How Famous Artists Adapt to Digital Art

Damien Hirst, digital art or crypto art?
Damien Hirst showing The Currency, 2021

Digital art covers a wide variety of technologies: 3D modeling, telecommunications, virtual reality, artificial intelligence, NFTs, augmented reality… All these new technologies are new tools for artists! While some have specialized in digital art from the start, famous artists are becoming more and more interested in it. Let’s discover an overview of five famous artists who are adapting to digital art.

David Hockney, impressionist digital art

Recently, David Hockney benefited from a major exhibition at the Musée de l’Orangerie in Paris. It was a single large painted frieze, but it was not painted with a brush and paint. No… The artist created all of his work on an iPad!

Like the impressionist painters, he wanted to immortalize the change of seasons, the effects of light, texture and color that he saw. But David Hockney has always mixed traditional painting with innovative techniques. This time, it was with his finger and a software specially designed for him that he created this 90-meter-long digital painting!

David Hockney, impressionist digital art
David Hockney, A Year in Normandy, 2020

Marina Abramović, art in virtual reality

Marina Abramović is a performance artist who has produced numerous photos, videos and installations. Her artistic practice is already broad and polymorphic. She constantly questions the status of the artist, her presence, her relationship with the public, and with others.

But in 2019 she went further and used new technologies to create a digital work of art. The performance was… In virtual reality! The public was invited to wear a VR headset and enter an empty room. There stood a 3D model of the artist, who performed the performance.

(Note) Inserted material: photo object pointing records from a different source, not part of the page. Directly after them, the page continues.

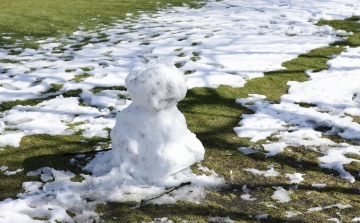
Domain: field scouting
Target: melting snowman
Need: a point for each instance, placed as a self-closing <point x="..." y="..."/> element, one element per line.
<point x="150" y="139"/>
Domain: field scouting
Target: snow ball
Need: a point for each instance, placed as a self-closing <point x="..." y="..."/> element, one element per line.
<point x="150" y="139"/>
<point x="158" y="85"/>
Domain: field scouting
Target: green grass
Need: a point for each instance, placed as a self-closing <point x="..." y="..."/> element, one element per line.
<point x="211" y="114"/>
<point x="39" y="19"/>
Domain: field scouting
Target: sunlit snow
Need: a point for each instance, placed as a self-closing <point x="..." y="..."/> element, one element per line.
<point x="221" y="43"/>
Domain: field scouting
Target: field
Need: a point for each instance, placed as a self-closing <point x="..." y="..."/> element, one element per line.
<point x="62" y="69"/>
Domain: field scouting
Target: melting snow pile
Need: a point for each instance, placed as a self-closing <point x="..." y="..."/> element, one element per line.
<point x="337" y="98"/>
<point x="153" y="149"/>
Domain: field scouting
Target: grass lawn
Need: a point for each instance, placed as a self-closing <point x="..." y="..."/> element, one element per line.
<point x="211" y="114"/>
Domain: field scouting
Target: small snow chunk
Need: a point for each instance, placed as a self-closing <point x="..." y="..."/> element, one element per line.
<point x="281" y="194"/>
<point x="261" y="216"/>
<point x="245" y="189"/>
<point x="247" y="197"/>
<point x="220" y="219"/>
<point x="3" y="168"/>
<point x="269" y="205"/>
<point x="34" y="173"/>
<point x="295" y="178"/>
<point x="46" y="177"/>
<point x="248" y="150"/>
<point x="80" y="156"/>
<point x="8" y="173"/>
<point x="319" y="186"/>
<point x="274" y="148"/>
<point x="32" y="186"/>
<point x="290" y="214"/>
<point x="334" y="219"/>
<point x="340" y="206"/>
<point x="268" y="173"/>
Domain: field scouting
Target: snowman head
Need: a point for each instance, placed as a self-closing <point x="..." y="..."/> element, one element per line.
<point x="157" y="86"/>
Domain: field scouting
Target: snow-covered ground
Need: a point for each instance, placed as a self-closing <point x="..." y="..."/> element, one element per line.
<point x="226" y="42"/>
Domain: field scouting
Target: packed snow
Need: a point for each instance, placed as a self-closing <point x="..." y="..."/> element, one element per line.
<point x="150" y="138"/>
<point x="221" y="43"/>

A clever way to intervene and make people think about the place of the artist, while staying on her couch!

Marina Abramovic, substitute artist
Marina Abramovic, The Life, 2019

Jeff Koons, the digital art marketing pro

Jeff Koons is used to new technologies. To create his works, he regularly calls on engineers and 3D modelers to design his works on a computer before sending them to production.

Nevertheless, Jeff Koons took a step forward in 2017 when he collaborated with Snapchat to offer augmented reality works in public places. The principle was simple, the user just had to point the Snapchat camera towards a place to see the work displayed.

He went into digital art again, by offering NFTs of 3D models of his works, or by creating works specially designed for the metaverse.

Jeff Koons, the digital art marketing pro
Jeff Koons, Balloon dog in augmented reality, 2017

Damien Hirst, digital art or crypto art?

Damien Hirst is used to provocation . This is also how he made himself known, being one of the members of the YBA (Young British Artist), a group of artists who are characterized by a certain cynicism.

Since 1986, Damien Hirst has been creating Spot paintings. Today there are more than 1,000. These are paintings representing circles of color, juxtaposed, without the artist ever intervening.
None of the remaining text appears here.